Curiosport - Gaffe USA: arrestato il "terrorista" Mo Farah

Incredibile vicenda per la stella dell'atletica britannica, trattenuta dalla dogana statunitense per sospetti ai limiti dell'assurdo

Incredibile disavventura vissuta nel periodo natalizio da Mohamed 'Mo' Farah. Il bi-olimpionico ha raccontato al 'Sun' di essere stato arrestato dai funzionari della dogana degli Stati Uniti, paese dove vive e si allena, perché sospettato di essere un terrorista. Farah, nato in Somalia ma emigrato sin da ragazzino nel Regno Unito, ha finanche mostrato le due medaglie d'oro vinte a Londra 2012 nei 5000 e 10000 metri.

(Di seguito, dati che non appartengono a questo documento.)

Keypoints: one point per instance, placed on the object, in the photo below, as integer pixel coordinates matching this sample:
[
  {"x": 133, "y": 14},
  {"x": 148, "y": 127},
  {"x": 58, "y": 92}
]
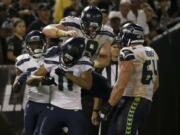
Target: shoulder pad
[
  {"x": 106, "y": 30},
  {"x": 84, "y": 61},
  {"x": 71, "y": 21},
  {"x": 52, "y": 51},
  {"x": 126, "y": 54},
  {"x": 22, "y": 59}
]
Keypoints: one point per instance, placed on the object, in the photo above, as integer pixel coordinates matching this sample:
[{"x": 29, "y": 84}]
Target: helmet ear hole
[
  {"x": 131, "y": 33},
  {"x": 36, "y": 43}
]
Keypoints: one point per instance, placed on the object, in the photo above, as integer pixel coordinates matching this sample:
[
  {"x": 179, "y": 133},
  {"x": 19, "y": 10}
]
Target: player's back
[
  {"x": 93, "y": 45},
  {"x": 40, "y": 94},
  {"x": 66, "y": 94},
  {"x": 145, "y": 71}
]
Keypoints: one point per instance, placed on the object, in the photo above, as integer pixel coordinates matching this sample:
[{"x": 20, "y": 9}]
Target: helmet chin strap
[{"x": 38, "y": 53}]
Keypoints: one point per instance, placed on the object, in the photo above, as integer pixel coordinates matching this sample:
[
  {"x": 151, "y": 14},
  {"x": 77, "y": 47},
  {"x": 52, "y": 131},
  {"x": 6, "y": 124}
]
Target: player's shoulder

"Non riuscivo a crederci - ha detto Farah, 29 anni - A causa della mia origine somala vengo trattenuto ogni volta che passo per la dogana degli Stati Uniti. Questa volta ho anche mostrato le medaglie per far capire chi sono ma non è servito a nulla”. Farah ha già avuto in passato problemi con le autorità statunitensi per ottenere un permesso di soggiorno, poiché trascorre lunghi periodi negli Usa, proprio nei pressi di Portland, per allenarsi con il suo coach Alberto Salazar.

Stavolta, Farah, che tornava da Toronto (Canada), ha rivelato che le autorità gli hanno comunicato come la sua famiglia fosse sotto inchiesta in quanto 'minaccia terroristica', motivo per cui sarebbe dovuto rimanere fuori dal paese per novanta giorni. La questione è stata poi risolta da un amico dell'Fbi di Salazar, in grado di chiarire l'equivoco. "Dio solo sa cosa sarebbe successo se non l'avesse fatto. Saremmo probabilmente ancora a Toronto", ha concluso Farah.